Für rund 500 Bahnreisende ist die Rückfahrt aus Cottbus am Sonntagabend zu einem ungeplanten Fußmarsch geworden. Ein Regionalexpress der Linie RE2 blieb in Höhe Zeesen im Landkreis Dahme-Spreewald wegen eines technischen Defekts liegen. Der Zug musste evakuiert werden.
Unter den Fahrgästen befanden sich zahlreiche Fußballanhänger.
Sie kamen vom Zweitligaspiel zwischen Energie Cottbus und Hannover 96, das Cottbus am Nachmittag mit 3:1 gewonnen hatte.
Nach dem Fußballfest begann damit für viele Fans eine deutlich kompliziertere Heimreise.
Fahrgäste laufen Richtung Königs Wusterhausen
Der betroffene Zug konnte seine Fahrt nicht fortsetzen.
Die rund 500 Passagiere mussten deshalb aussteigen.

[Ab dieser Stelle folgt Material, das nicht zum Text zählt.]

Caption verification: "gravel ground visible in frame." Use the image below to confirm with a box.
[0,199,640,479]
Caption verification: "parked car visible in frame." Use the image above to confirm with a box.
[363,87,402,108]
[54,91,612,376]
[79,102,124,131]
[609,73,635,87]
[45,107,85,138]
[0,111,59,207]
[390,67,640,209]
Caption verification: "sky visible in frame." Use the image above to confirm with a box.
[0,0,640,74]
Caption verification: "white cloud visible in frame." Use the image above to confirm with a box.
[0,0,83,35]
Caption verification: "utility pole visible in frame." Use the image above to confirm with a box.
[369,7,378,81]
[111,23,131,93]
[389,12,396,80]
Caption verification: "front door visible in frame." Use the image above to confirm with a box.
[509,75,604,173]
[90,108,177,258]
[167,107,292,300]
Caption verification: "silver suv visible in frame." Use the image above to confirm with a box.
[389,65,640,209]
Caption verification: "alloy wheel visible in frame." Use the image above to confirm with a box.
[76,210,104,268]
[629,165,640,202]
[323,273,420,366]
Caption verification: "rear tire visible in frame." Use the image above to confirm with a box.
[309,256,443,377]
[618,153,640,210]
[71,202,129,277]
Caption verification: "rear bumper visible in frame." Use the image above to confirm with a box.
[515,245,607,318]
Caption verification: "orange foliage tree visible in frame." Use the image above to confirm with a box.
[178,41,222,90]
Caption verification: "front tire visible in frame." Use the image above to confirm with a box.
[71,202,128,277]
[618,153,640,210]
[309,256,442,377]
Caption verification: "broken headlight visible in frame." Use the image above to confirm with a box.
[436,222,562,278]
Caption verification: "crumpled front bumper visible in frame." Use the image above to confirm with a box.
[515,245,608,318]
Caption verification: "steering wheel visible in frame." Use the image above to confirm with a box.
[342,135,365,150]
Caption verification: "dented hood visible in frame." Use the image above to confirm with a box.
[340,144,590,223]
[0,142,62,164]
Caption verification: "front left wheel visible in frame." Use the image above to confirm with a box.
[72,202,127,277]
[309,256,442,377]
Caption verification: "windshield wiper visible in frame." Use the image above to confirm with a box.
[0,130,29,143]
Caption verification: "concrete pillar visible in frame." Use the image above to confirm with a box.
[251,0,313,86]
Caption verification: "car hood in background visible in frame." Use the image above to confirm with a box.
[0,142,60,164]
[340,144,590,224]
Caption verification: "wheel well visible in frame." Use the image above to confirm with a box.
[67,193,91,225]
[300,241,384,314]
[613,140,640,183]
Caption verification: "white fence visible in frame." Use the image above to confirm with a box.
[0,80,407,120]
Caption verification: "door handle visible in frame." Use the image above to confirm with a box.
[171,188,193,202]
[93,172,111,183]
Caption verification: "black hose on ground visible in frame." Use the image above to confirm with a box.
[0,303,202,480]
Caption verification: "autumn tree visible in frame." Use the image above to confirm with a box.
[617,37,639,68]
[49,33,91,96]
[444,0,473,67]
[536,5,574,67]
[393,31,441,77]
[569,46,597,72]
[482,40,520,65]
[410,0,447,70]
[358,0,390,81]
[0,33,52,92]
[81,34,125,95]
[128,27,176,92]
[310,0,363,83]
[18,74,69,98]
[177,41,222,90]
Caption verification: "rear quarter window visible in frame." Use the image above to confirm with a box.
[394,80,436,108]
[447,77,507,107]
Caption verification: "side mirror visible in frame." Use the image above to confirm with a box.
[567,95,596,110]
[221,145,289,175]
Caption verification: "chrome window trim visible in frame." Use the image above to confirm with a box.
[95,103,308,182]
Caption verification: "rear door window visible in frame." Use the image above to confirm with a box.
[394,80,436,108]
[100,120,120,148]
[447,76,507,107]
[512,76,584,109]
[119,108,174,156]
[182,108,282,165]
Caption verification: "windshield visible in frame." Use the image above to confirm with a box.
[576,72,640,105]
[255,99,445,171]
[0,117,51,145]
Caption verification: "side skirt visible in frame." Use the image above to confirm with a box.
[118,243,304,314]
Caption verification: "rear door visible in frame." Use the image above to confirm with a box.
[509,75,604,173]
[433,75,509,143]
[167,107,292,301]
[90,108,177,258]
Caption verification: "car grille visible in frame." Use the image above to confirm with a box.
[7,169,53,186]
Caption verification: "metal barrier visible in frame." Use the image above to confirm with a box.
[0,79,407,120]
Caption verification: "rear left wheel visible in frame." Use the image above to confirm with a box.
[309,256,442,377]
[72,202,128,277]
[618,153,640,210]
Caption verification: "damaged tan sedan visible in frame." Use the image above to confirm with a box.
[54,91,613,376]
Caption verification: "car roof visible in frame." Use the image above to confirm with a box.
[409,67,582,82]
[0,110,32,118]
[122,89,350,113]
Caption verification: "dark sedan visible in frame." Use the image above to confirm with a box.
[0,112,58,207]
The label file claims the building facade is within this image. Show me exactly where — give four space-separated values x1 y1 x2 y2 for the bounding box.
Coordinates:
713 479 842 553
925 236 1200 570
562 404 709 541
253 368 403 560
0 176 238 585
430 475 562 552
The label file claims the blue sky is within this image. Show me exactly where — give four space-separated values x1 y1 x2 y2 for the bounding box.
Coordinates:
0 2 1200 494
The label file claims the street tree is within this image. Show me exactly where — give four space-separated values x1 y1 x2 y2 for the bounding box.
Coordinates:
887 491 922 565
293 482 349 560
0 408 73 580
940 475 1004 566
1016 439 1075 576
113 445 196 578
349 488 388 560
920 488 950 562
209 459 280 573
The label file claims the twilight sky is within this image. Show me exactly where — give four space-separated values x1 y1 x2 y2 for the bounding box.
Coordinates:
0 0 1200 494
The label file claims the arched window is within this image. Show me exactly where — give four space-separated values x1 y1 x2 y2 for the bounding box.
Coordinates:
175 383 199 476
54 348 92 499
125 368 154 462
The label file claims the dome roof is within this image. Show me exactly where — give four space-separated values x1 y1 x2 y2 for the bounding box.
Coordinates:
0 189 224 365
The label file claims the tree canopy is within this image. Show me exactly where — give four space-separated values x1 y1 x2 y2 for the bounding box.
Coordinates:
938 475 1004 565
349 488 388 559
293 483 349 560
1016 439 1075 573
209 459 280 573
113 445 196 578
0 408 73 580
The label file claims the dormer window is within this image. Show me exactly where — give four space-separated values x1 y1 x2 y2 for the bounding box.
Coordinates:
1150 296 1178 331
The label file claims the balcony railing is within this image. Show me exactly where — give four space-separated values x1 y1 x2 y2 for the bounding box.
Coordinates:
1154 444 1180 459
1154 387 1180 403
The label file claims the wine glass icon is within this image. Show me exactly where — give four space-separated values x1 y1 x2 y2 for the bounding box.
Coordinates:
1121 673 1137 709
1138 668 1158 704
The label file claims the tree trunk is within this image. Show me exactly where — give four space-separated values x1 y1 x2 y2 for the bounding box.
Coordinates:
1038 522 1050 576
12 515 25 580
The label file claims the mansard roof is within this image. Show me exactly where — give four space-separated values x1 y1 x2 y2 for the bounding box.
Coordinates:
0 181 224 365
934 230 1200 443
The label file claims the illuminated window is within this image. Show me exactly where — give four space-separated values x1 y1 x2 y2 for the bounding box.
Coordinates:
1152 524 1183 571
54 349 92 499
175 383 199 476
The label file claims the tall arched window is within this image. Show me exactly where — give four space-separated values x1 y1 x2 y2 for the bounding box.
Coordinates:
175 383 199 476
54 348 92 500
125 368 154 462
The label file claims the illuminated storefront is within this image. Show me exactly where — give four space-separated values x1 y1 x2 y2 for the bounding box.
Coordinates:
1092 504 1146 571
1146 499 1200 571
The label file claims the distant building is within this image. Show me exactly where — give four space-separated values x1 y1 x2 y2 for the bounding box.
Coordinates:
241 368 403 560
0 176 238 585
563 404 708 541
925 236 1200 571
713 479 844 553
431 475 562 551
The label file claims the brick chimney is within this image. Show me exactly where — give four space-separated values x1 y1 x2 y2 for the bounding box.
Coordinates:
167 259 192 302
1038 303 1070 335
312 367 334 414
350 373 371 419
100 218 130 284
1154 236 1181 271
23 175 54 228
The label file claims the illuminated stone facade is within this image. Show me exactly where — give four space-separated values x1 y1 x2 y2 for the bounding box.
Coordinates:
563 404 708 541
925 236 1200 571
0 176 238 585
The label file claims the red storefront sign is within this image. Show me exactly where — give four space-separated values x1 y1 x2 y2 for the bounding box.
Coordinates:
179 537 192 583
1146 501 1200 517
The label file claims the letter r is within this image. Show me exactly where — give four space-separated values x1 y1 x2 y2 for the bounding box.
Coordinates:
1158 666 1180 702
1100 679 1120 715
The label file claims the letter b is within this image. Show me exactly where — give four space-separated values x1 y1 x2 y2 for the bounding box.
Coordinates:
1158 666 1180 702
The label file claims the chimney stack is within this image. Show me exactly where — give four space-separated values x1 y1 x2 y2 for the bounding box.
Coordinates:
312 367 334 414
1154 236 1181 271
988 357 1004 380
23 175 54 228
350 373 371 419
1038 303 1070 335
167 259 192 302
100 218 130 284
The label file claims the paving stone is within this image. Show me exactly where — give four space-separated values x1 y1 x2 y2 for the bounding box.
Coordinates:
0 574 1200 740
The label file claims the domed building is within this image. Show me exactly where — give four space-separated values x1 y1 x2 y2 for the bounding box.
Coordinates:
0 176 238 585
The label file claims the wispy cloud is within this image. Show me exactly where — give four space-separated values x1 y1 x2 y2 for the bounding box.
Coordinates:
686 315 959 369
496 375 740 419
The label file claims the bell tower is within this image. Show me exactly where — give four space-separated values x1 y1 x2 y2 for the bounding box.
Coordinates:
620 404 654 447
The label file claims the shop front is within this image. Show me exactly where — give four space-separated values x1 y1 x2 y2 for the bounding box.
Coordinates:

Nach Angaben des rbb liefen die Reisenden anschließend zu Fuß zum nächstgelegenen Bahnhof Königs Wusterhausen.
Gerade bei einer derart großen Zahl von Fahrgästen ist eine Evakuierung auf freier Strecke eine erhebliche logistische Herausforderung.
Technischer Defekt legt Regionalexpress lahm
Grund für den Stillstand war nach ersten Angaben ein technischer Defekt.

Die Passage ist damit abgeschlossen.